MySQL replication out of sync: How to do a full database restore and solve error 1032 (could not execute update_rows)

Written by - 0 comments

Published on April 23rd 2021 - Listed in MySQL Database DB


After data corruption happened on a MySQL replication replica (slave) server, the databases needed to be fully synced again. In order to do this, the following steps are required:

  1. Lock the source (master) database server (applications writing to this MySQL server will fail during the lock)
  2. Retrieve the current source (master) status information
  3. Dump database(s) on (master) database server
  4. Unlock source (master) database server
  5. Transfer dump(s) to replica (slave) server
  6. Stop slave process on replica (slave) server
  7. Import database dump(s) on replica (slave) server
  8. Change replication settings by using the information retrieved in step 2 on replica (slave) server
  9. Start slave process on replica (slave) server

Note: The old replication terms were "master-slave replication", consisting of a master and one or more slave servers.

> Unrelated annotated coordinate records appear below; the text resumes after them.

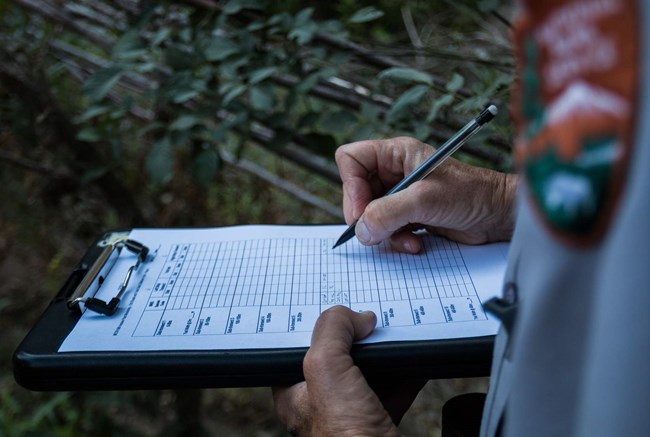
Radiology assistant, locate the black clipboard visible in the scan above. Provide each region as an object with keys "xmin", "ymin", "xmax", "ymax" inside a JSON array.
[{"xmin": 13, "ymin": 231, "xmax": 494, "ymax": 391}]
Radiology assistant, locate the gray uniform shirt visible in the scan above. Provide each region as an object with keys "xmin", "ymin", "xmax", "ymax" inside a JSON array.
[{"xmin": 482, "ymin": 1, "xmax": 650, "ymax": 437}]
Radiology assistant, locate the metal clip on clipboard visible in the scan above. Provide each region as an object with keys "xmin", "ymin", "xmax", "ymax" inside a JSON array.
[{"xmin": 67, "ymin": 240, "xmax": 149, "ymax": 316}]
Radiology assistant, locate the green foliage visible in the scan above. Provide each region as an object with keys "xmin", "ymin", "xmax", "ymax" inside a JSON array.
[{"xmin": 66, "ymin": 0, "xmax": 506, "ymax": 191}]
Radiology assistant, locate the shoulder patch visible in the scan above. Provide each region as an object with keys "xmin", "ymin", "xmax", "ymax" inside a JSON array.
[{"xmin": 513, "ymin": 0, "xmax": 640, "ymax": 245}]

The new terminology uses "source-replica replication", consisting of a source and one or more replica servers.

Monitoring replication status

The information, that the replica was out of sync, was retrieved by our monitoring, using the moniotring plugin check_mysql_slavestatus in the background:

***** Icinga  *****

 Notification Type: PROBLEM

 Service: MySQL Replication Status
 Host: mysql02
 Address: 10.10.50.49
 State: CRITICAL

 Date/Time: 2021-04-22 07:54:34 +0200

 Additional Info: CRITICAL: -h 10.10.50.49:-P 3306 Slave_SQL_Running: No

 Comment: []

After an analysis what happened, it was decided to "clear" the replica and do a full data-sync from the source.

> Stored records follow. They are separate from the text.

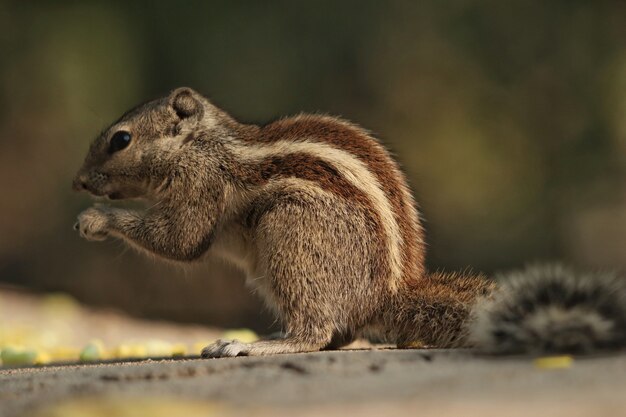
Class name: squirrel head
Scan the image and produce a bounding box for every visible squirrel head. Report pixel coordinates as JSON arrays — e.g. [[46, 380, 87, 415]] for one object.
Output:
[[72, 87, 230, 200]]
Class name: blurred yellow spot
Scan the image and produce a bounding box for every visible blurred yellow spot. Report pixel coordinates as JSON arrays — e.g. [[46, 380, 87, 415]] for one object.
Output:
[[35, 351, 52, 365], [113, 343, 148, 359], [0, 346, 37, 366], [47, 346, 80, 362], [79, 340, 104, 362], [42, 293, 80, 316], [533, 355, 574, 369], [31, 397, 227, 417], [191, 340, 215, 355], [222, 329, 259, 343]]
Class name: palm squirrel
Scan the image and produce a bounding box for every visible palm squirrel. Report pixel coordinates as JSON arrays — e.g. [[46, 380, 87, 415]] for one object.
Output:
[[73, 88, 626, 357]]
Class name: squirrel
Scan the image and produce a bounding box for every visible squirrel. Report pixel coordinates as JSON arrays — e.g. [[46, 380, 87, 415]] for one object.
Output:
[[73, 87, 626, 357]]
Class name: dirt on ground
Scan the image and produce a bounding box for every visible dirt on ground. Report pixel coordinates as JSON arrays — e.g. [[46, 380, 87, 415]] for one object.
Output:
[[0, 350, 626, 417], [0, 292, 626, 417]]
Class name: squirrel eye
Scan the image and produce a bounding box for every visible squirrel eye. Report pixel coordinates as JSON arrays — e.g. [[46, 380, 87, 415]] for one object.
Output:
[[109, 130, 131, 153]]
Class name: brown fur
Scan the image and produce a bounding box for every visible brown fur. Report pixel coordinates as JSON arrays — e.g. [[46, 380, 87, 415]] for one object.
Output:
[[74, 88, 491, 357]]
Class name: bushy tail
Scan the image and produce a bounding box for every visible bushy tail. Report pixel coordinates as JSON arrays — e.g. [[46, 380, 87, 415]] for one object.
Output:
[[468, 265, 626, 354]]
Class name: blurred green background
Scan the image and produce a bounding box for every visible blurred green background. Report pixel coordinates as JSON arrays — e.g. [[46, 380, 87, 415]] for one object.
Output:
[[0, 0, 626, 330]]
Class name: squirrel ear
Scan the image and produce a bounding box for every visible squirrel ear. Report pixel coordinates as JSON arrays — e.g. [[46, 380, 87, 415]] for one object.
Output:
[[169, 87, 203, 119]]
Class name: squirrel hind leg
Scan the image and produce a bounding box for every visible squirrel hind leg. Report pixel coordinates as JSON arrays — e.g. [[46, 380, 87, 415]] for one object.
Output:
[[202, 336, 330, 358], [470, 265, 626, 354]]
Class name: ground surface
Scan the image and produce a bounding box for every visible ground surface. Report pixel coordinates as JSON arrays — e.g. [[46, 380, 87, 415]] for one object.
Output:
[[0, 350, 626, 417]]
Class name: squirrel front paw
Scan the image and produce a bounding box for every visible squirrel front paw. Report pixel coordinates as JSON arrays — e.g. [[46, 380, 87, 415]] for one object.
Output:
[[74, 206, 109, 241]]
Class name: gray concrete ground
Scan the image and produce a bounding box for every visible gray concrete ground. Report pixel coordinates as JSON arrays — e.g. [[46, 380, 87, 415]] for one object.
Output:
[[0, 350, 626, 417]]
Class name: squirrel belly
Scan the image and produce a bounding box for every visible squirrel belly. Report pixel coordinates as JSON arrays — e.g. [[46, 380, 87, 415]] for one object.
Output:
[[73, 88, 626, 357]]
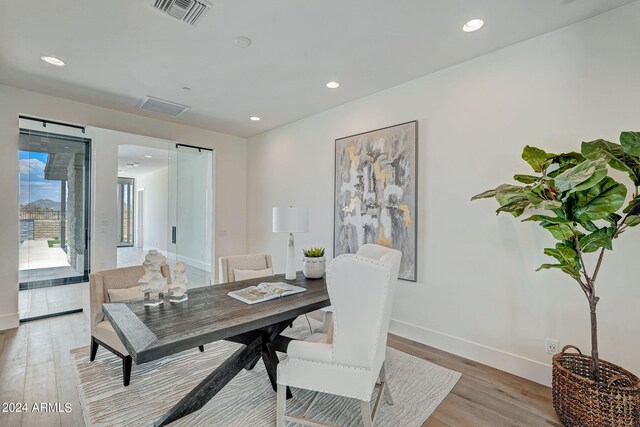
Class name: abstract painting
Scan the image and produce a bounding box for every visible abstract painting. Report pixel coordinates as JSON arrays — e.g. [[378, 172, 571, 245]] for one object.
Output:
[[333, 121, 418, 282]]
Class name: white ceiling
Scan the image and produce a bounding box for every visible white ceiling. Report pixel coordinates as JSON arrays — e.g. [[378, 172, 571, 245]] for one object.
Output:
[[0, 0, 631, 137], [118, 145, 169, 178]]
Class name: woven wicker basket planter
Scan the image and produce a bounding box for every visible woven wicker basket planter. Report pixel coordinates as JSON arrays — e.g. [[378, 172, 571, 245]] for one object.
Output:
[[553, 346, 640, 427]]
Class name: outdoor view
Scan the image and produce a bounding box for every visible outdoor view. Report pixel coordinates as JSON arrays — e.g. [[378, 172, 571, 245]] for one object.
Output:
[[19, 135, 89, 289]]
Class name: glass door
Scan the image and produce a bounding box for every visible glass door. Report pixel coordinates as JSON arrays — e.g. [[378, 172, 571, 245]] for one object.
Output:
[[18, 118, 91, 320], [118, 177, 135, 247], [167, 144, 213, 288]]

Full replication (re-)sync

Note: A very good guide can be found on Remi Bergsma's article fixing an out-of-sync or corrupt MySQL slave.

Steps to do on the source server

On the source server, the replication state is reset and the tables must be locked to get a consistent state.

mysql> RESET MASTER;
Query OK, 0 rows affected (0.52 sec)

mysql> FLUSH TABLES WITH READ LOCK;
Query OK, 0 rows affected (0.02 sec)

mysql> SHOW MASTER STATUS;
+------------------+----------+--------------+------------------+-------------------+
| File             | Position | Binlog_Do_DB | Binlog_Ignore_DB | Executed_Gtid_Set |
+------------------+----------+--------------+------------------+-------------------+
| mysql-bin.000001 |      154 |              |                  |                   |
+------------------+----------+--------------+------------------+-------------------+
1 row in set (0.00 sec)

Save the information retrieved from the SHOW MASTER STATUS command. You'll need this later.

Then the database(s) can be saved using mysqldump:

root@mysql01:/backup# mysqldump --max_allowed_packet=512M --all-databases > mysqldump.sql

If a database contains large data fields, the --max_allowed_packet parameter should be used.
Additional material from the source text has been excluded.